Her most controversial work was Un mois chez les filles which literally means 'A month among the girls' however when it was published in 1961 in English in the United States the titled changed to Psychoanalysis of the Prostitute. Choisy attempted to characterise sex workers as more human than in previous literature and avoided "moralising or...aestheticism".
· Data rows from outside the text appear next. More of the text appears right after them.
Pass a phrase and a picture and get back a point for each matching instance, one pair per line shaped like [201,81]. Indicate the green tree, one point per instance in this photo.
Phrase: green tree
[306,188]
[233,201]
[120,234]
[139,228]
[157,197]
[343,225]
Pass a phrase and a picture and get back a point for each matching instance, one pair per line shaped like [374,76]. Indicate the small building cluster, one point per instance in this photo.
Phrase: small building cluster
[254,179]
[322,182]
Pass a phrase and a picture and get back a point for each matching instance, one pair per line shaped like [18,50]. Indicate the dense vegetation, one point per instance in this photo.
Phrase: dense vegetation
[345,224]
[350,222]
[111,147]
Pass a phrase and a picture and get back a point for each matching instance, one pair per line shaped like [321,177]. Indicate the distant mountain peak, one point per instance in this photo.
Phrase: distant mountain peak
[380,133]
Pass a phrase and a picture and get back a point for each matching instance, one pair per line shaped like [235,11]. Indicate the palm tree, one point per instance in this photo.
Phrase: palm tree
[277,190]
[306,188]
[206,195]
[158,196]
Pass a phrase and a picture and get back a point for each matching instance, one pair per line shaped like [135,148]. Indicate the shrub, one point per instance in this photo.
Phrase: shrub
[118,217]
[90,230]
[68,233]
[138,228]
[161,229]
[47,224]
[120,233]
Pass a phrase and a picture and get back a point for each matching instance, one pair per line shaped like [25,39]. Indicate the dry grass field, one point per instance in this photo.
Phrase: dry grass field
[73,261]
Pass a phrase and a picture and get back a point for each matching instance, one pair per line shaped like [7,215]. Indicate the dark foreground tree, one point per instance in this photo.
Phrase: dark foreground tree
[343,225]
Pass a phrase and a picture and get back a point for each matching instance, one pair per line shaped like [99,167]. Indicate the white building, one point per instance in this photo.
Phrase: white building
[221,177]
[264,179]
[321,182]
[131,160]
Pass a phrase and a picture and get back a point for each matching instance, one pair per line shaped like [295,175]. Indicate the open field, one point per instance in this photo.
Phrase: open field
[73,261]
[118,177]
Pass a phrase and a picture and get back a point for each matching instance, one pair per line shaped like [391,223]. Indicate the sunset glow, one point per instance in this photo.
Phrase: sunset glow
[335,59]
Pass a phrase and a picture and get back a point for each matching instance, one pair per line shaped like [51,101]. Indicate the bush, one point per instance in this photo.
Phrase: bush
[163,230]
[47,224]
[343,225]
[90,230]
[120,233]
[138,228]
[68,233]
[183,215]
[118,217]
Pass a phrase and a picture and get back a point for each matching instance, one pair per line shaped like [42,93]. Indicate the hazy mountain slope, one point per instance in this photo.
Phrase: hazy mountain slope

She received multiple awards in her lifetime including the National Order of Merit, a silver medal of Arts, Lettres, et Sciences, and the Lamennais Prize in 1967.

==Partial bibliography==

- Presque… [Almost...], quasi-novel. Éditeurs associés, 1923.
- La Chirologie [Palm Reading]. Alcan, 1927.
- Mon cœur dans une formule [My Heart in a Formula].
- Cahiers suridéalistes [Suridealist Notebooks].
- Un mois chez les filles [A Month With the Girls]. Montaigne, 1928.
- Un mois chez les Hommes [A Month With the Guys]. Éditions de France, 1929.
- Delteil tout nu [Delteil Naked]. Montaigne, 1930.
- Le Vache à l’âme [The Soul Cow]. Éditions du Tambourinaire, 1930.
- Quand les bêtes sont amoureuses [When Beasts are in Love]. Édition des portiques, 1931.
- La guerre des sexes [The War of the Sexes] (? - reissued in 1970).
- L'Amour dans les prisons [Love in the Prisons]. Montaigne, 1930.
- Le thé des Romanech [The Tea of the Romanech]. 1943.
- Yoga et psychanalyse [Yoga and Psychoanalysis]. Mont Blanc, 1948.
- Qu’est-ce que la psychanalyse ? [What is Psychoanalysis ?]. L’Arche, 1950.
- Problèmes sexuels de l'adolescence [Sexual Problems of Adolescence]. Montaigne, 1954.
- Sigmund Freud: A New Appraisal. The Citadel Press, 1963.
- Sur le chemin de Dieu on rencontre d’abord le diable [On the Way to God You Meet the Devil First]. Memoirs, 1925–1939. Émile Paul, 1977.
- Contes pour ma fille... et pour les autres [Tales for My Little Girl...And for the Others] (article in French).